A series of recent events in multiple states makes far too clear that gray wolves need our help. Despite abundant scientific data indicating that this keystone species remains largely absent in much of its historic range in the American West, gray wolves were formally removed from the list of animals protected under the Endangered Species Act (ESA) in January of this year.

In place of federal protection, states have already begun enacting new policies and, with them, swift and deeply disturbing reminders of how vulnerable gray wolves remain.

In Wisconsin, just weeks after gray wolves were delisted from the ESA, over 27,000 people applied for an ill-conceived hunt during the wolves’ mating season that, in only three days, left 216 gray wolves dead. Shocked state officials had to call off the hunt prematurely, but not before the three-day slaughter led to 82 percent more wolf deaths than the state had allocated for the entire hunting season.

Meanwhile, in Montana, a state in which wolves lost ESA protections in 2011, not by the U.S. Fish and Wildlife Service, but by a political act of Congress, the federal delisting emboldened the state to up its efforts to eliminate wolves from the landscape.

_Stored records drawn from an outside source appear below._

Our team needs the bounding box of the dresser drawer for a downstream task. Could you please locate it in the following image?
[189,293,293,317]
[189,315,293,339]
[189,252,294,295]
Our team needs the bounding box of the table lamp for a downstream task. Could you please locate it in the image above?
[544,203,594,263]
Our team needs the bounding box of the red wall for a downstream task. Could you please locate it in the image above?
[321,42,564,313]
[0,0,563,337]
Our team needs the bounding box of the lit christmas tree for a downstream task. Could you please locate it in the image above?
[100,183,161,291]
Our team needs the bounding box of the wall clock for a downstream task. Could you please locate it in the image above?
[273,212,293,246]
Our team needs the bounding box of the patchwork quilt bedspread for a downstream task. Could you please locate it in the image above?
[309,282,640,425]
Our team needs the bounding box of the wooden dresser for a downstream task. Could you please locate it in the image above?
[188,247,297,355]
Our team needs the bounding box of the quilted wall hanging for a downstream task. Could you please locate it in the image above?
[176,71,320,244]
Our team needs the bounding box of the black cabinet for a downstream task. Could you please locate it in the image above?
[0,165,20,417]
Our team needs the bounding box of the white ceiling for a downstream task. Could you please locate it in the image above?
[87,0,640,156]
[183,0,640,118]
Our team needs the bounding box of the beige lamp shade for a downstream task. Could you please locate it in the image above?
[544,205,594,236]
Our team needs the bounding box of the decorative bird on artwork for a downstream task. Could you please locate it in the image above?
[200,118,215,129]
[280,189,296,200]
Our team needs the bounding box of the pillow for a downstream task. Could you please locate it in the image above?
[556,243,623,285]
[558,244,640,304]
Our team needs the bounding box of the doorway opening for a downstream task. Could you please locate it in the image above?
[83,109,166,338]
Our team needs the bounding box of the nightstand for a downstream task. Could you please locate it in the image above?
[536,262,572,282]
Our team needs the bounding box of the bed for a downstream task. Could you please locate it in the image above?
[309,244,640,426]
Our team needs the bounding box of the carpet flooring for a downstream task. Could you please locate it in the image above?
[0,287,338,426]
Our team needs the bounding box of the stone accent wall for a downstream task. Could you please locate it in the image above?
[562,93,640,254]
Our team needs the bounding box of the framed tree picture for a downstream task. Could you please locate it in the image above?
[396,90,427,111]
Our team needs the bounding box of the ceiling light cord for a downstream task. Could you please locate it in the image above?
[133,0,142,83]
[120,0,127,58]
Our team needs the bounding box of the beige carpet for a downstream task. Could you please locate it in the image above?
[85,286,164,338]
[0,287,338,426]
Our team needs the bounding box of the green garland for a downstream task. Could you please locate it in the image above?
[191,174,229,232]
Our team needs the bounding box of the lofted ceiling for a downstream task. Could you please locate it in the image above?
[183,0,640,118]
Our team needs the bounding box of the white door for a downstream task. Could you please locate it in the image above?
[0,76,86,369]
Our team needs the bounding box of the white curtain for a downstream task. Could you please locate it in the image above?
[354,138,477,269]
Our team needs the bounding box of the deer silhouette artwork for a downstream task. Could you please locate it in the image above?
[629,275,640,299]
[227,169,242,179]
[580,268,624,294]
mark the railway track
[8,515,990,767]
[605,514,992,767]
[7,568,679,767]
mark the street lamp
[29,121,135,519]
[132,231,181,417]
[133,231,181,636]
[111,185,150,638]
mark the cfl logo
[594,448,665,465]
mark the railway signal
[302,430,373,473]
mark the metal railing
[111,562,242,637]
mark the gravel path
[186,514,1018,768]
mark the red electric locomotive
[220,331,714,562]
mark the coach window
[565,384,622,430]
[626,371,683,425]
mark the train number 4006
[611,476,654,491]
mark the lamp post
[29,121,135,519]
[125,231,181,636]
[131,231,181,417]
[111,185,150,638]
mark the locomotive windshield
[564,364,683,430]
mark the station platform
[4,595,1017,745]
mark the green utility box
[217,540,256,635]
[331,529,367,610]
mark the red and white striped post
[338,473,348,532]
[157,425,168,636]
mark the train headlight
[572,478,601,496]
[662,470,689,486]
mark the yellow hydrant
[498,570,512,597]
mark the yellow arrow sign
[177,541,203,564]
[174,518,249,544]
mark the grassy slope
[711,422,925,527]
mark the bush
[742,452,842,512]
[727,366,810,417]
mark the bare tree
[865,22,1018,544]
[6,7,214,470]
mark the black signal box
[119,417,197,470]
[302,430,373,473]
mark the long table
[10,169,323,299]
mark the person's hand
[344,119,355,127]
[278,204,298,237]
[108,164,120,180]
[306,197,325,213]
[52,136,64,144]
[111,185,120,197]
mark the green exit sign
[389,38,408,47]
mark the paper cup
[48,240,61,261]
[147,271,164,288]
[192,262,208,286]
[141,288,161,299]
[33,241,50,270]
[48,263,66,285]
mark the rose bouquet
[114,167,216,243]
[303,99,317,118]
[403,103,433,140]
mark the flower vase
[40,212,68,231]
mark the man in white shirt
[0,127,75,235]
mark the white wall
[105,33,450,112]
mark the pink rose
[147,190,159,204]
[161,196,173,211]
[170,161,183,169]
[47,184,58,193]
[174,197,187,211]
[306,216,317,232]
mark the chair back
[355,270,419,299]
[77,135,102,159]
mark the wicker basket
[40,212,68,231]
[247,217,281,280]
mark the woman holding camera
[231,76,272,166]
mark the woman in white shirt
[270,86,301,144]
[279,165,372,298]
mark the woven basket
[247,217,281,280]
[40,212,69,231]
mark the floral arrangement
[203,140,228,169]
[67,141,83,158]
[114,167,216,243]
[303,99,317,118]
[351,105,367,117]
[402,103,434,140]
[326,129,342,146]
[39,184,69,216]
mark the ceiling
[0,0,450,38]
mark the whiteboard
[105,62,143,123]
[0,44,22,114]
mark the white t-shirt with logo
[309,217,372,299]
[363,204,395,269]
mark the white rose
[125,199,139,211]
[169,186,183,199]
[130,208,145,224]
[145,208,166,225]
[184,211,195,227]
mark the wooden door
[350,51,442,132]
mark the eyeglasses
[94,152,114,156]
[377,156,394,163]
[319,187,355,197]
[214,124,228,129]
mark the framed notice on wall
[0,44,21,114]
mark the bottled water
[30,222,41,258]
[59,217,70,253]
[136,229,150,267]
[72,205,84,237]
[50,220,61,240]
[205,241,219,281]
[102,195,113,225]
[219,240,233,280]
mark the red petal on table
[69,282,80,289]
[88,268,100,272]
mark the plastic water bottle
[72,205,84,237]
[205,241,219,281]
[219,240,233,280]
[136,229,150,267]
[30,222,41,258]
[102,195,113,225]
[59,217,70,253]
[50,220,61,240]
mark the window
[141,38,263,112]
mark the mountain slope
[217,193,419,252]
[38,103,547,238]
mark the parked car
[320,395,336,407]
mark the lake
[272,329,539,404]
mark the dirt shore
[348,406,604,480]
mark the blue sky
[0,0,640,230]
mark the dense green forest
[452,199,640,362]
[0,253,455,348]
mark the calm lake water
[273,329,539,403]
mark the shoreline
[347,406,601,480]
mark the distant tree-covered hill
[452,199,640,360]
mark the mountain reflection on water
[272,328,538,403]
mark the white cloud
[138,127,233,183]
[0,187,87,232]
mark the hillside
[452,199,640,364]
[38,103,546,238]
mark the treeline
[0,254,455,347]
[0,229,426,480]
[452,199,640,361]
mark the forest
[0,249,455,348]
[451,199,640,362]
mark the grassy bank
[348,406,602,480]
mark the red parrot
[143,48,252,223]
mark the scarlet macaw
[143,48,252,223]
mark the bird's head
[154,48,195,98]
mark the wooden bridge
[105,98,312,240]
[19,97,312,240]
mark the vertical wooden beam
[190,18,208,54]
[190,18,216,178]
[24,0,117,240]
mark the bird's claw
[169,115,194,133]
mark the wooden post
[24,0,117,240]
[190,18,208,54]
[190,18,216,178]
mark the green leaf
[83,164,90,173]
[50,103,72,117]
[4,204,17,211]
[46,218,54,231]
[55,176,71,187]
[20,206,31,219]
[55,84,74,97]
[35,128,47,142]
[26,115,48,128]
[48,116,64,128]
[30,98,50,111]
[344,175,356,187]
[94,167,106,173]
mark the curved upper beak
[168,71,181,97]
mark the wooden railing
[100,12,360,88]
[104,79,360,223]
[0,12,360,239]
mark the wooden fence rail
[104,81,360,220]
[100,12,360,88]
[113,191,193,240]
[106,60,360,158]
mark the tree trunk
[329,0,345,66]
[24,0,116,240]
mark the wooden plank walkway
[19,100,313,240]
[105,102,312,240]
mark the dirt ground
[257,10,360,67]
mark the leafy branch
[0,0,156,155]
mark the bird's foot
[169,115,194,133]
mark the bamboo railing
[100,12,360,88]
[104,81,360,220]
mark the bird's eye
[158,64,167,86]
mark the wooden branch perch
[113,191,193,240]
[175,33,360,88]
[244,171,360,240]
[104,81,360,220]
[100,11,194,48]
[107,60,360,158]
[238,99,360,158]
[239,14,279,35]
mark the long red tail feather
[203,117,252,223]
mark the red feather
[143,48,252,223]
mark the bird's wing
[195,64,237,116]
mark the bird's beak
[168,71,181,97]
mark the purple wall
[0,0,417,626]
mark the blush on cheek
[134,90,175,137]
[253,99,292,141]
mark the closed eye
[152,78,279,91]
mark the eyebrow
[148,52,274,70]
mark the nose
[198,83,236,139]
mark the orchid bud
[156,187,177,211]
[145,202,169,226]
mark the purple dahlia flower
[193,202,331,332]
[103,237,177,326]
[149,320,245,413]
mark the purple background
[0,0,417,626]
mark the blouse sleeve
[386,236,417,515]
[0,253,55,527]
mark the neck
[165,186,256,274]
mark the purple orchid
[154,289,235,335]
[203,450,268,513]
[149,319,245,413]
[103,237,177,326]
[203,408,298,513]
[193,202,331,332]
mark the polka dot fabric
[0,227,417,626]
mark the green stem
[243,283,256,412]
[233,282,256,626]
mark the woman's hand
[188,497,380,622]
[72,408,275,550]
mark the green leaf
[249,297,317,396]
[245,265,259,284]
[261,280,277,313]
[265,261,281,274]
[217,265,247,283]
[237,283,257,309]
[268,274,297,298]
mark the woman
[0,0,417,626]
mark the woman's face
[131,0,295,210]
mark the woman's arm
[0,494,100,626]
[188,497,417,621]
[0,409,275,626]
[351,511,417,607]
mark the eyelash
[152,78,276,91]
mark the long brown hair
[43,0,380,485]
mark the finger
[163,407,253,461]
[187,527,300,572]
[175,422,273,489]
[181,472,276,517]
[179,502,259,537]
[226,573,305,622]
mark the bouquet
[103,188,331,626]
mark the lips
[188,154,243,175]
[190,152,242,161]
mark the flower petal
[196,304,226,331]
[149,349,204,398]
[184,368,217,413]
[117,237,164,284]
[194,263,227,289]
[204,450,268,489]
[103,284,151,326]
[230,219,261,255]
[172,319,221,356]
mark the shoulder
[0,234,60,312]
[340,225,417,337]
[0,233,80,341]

In the past month, the Montana Senate passed a bill allowing for private bounties for dead wolves and the Montana House passed a bill expanding hunting and trapping seasons (and allowing snares) in an effort to further reduce wolf populations. The traps and snares, which often prolong an animal’s death, are indiscriminate and dangerous not only to wolves but also to non-target species.

In a recent six-year period in Montana, for example, at least 350 non-target animals, ranging from mountain lions to pet dogs, were caught in traps. Montana’s recent laws to incentivize and further enable wolf hunting are not simply inhumane, they severely threaten to undo gray wolf recovery efforts and destabilize ecosystems.

 These recent activities follow on the heels of a similarly unsettling example of failed state-level wolf management in Idaho, where wolves have also been delisted since 2011. There, over a recent twelve-month period, trappers, hunters, and state and federal agencies killed an astounding 570 wolves, including at least thirty-five wolf pups as young as four weeks old.

These wolves, some of whom died of hypothermia in traps or were gunned down from helicopters, represented nearly 60% of the total estimated wolf population in the state at the end of 2019. This high numbers of wolf kills are a direct result of the state’s wolf policies: Idaho recently increased the legal limit of wolves an individual can kill in a year to thirty, and the Idaho Department of Fish and Game currently funds wolf bounty programs in the state.

 Taken together, the examples of Idaho, Wisconsin, and Montana give us all the evidence we need that state-led management does not ensure the protection and recovery of gray wolves.

 This horrifying slaughter of wolves in just a few states—based not on science, but on fear and hatred for a long-persecuted species—is why WildEarth Guardians has joined a broad coalition of groups across the country to challenge the US Fish and Wildlife Service’s decision to delist wolves in court.

Wolves have not recovered in the American West and the decision to delist them goes against the intent of the ESA, which not only mandates the federal government to forestall the extermination of gray wolves but also, crucially, to promote their full recovery across their entire historic range. Although this law has played a critical role in preventing the wholesale loss of gray wolves in the contiguous United States, its work to ensure their continued survival and recovery, as these recent examples in Montana, Idaho, and Wisconsin make all too clear, is far from finished.

 To let the work of gray wolf recovery go unfinished would be a tragedy hard to tabulate. Gray wolves are a keystone species that play a critical role in the ecological health of their historic range. Being listed under the ESA has allowed gray wolves to begin to rebound in the upper Great Lakes region, yet their recovery there does nothing for the populations of gray wolves throughout the West, where the animals remain largely absent or underpopulated in their historic range. For example, in Oregon and Washington, estimates indicate less than 150 wolves in each state while in Colorado, a location in which wolves roamed across all landscapes in the 1800s through early 1900s, has only reported sightings of a handful of lone wolves in the last two years.

The example of success in the upper Great Lakes region should not be used to dismantle wolf protections, but rather to illustrate the continued need for those protections throughout the country where wolf populations remain extremely vulnerable. Only ongoing federal protections, based on scientific data absent from politics and fearmongering, will guarantee gray wolves a continued and healthy future in this country. To that end, join me in urging the Biden administration to restore Endangered Species Act protections for gray wolves.